Spark: Distributed Computing on a Cluster #

Cluster environment #

Main idea: distributed computing, programming with 10k-100k cares
- How to ensure no data loss in case of failure of some system component?
- Programming model: data-parallel operations (e.g. Map and Reduce)
Goal: make data-parallel operations
- Scalable (100ks of cores)
- Fault-tolerant (ensure no data loss in case of failure)
- Efficient (optimize system perf. with efficient use of memory)

Why use a cluster? #

e.g. want to process 100TB of log data (e.g. 1 day at Facebook)
- On a single node: scanning at 50 MB/s = 23 days
- On 1000 nodes: scanning at 50 MB/s = 33 min
However: hard to use that many nodes
- Hard to program that many cores
- Potential failures at that scale
- Need framework to handle this

Warehouse-scale computing (WSC) #

Standard architecture:
- Cluster of commodity Linux nodes (e.g. multicore x86)
  - Usually 16-32 core CPUs, 128 GB-1 TB of DRAM, 10-30 TB of SSD storage
  - RAM bandwidth: 100 GB/s
  - SSD bandwidth: 1-4 GB/s
- Private memory: separate address space and separate OS
- Ethernet network: >10GB today
  - “top-of-rack” switch connects all the nodes in a rack (1-2 GB/s) with nodes in other racks (0.1-2 GB/s)
Cheap:
- Build from commodity hardware
- Thousands of nodes for <$10M
Goal: use supercomputer networking ideas to provide high bandwidth across datacenter
- However: need to mask issues such as load balancing and failures

Storage systems #

First order problem: if nodes can fail, how to store data persistently?
Distributed file systems:
- Google GFS
- Hadoop HDFS (open-source)
Typical usage pattern:
- Huge files (100s of GBs to TBs)
- Data rarely updated in place
- Reads and appends common (e.g. log files)

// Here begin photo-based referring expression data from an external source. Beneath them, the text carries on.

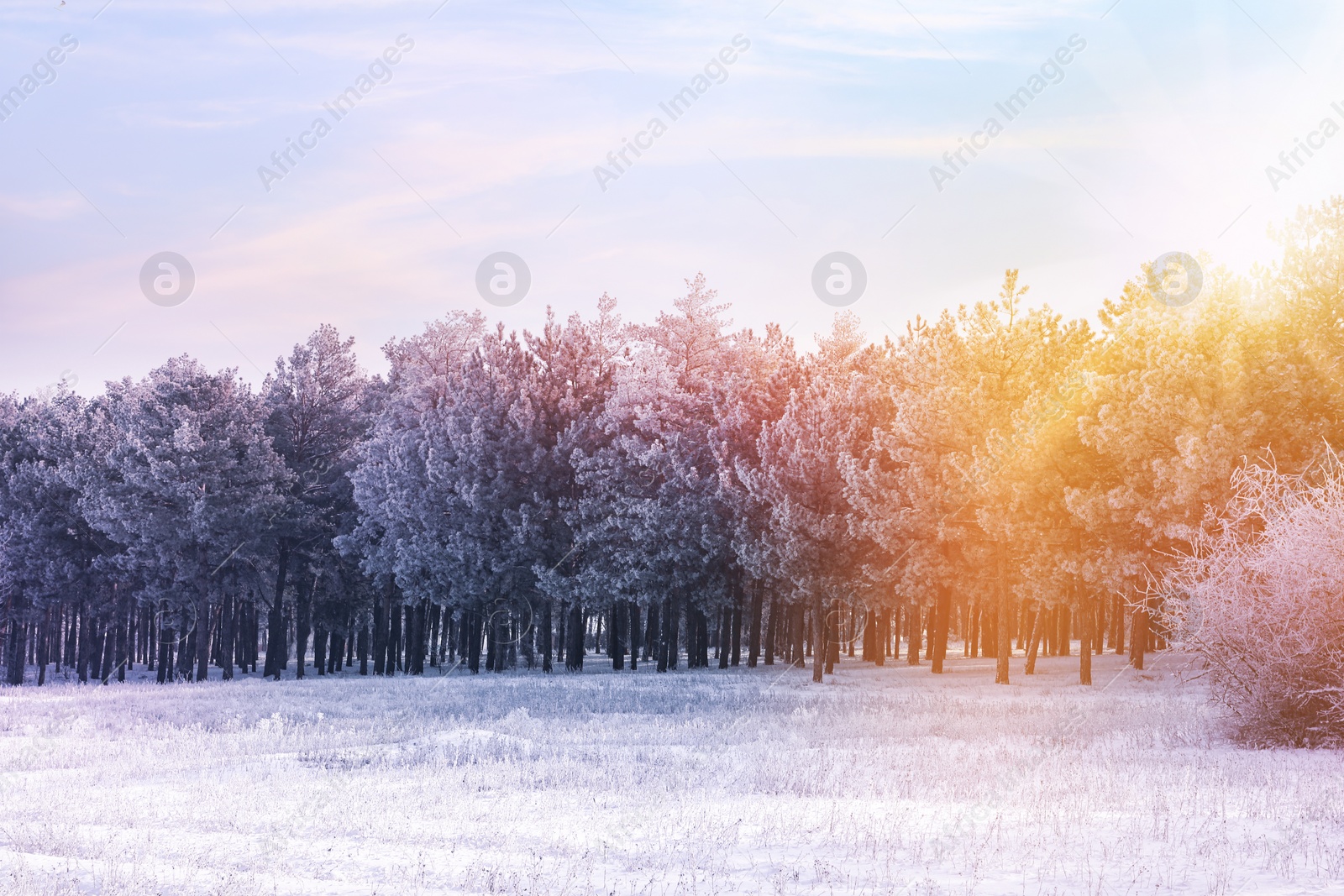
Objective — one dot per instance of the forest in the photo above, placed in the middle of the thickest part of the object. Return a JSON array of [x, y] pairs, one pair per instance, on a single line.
[[683, 492]]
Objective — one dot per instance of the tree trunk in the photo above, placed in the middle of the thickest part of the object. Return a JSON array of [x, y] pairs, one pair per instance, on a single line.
[[635, 634], [819, 638], [616, 640], [913, 629], [674, 631], [472, 624], [302, 620], [418, 645], [770, 626], [1086, 626], [1117, 613], [276, 620], [575, 651], [1139, 637], [833, 631], [394, 637], [754, 625], [663, 633], [362, 647], [942, 609], [1038, 626], [165, 641], [1003, 647], [546, 636]]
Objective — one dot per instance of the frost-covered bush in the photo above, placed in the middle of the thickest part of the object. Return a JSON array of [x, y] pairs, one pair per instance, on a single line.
[[1263, 602]]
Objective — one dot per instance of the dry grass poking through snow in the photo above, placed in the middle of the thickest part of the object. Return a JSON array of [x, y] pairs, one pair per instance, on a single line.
[[885, 781]]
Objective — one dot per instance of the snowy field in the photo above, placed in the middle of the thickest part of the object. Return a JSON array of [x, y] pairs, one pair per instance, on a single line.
[[882, 781]]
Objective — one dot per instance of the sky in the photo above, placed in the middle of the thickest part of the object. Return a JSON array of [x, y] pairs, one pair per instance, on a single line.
[[492, 132]]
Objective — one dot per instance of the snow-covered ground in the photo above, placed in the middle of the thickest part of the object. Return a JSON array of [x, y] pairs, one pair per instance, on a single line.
[[882, 781]]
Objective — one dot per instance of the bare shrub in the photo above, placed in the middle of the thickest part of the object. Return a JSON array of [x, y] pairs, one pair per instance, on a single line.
[[1261, 600]]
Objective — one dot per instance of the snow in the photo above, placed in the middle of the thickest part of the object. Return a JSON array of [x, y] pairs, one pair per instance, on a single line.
[[879, 781]]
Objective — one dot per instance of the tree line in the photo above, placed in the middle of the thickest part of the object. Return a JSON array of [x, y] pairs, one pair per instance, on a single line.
[[667, 492]]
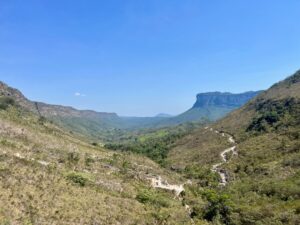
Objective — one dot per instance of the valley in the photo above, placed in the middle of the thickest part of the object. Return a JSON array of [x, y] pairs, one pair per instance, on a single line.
[[241, 169]]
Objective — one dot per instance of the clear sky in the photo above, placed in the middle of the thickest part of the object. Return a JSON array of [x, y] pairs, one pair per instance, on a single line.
[[143, 57]]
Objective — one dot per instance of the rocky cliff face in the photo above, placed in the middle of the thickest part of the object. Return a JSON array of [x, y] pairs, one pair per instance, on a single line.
[[219, 99]]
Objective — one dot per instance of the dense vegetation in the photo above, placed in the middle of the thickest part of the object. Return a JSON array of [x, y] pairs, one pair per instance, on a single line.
[[154, 144], [5, 102]]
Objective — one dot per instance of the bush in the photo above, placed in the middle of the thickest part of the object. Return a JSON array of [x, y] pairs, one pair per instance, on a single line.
[[5, 102], [146, 196], [205, 176], [219, 206], [73, 157], [78, 179]]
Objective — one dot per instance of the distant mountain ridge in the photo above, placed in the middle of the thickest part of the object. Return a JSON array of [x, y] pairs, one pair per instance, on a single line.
[[215, 105], [223, 99], [102, 125]]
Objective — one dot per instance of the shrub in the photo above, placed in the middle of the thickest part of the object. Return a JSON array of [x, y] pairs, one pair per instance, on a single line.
[[147, 196], [5, 102], [219, 206], [78, 179], [73, 157]]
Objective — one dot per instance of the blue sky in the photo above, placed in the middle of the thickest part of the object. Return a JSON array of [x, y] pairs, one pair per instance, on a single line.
[[141, 57]]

Architecture of a distributed file system #

Chunk servers or HDFS DataNode
- File split into contiguous chunks (usually 64-256 MB)
- Each chunk replicated 2-3x
- Try to keep replicas in different racks
Master node or HDFS NameNode
- Stores metadata, usually replicated
Client library for file access
- Talks to master node to find chunk servers
- Connects directly to chunk servers to access data

MapReduce programming model #

// called once per block of input by runtime
void mapper(string inp, multimap<string, string>& results);

// called once per unique key in results
// values is a list of values associiated with the given key
void reducer(string key, list<string> values, int& result);

Writer output("hdfs://");

runMapReduceJob(mapper, reducer, input, output);

MapReduce steps #

Run mapper function on all lines of file
- Question: how to assign work to nodes?
- Solution: Data-distribution based assignment: each node processes lines in blocks of input file that are stored locally
Prepare intermediate data for reducer
Run reducer function on all keys
- Question: how to get all data for key onto the correct reduce worker node?
- Solution: directive from master, assign each type of key to a node

Job scheduler responsibilities #

Exploit data locality: “move computation to the data”
- Run mapper jobs on nodes that contain input files
- Run reducer jobs on nodes that already have most data for a certain key
Handling node failures
- Scheduler detects job failures and reruns them on new machines
- Possible since inputs reside in persistent storage (distributed file system)
- Scheduler duplicates jobs on multiple machines (reduce overall processing latency incurred by node failures)
Handling slow machines
- Scheduler duplicates jobs on multiple machines

MapReduce limitations #

Permits only simple program structure: must be map, followed by reduce by key
- Generalization to DAGs: DryadLINQ, however support is not easy
Iterative algorithms must load from disk each iteration
This limits more complex, multi-stage applications (e.g. iterative ML and graph processing)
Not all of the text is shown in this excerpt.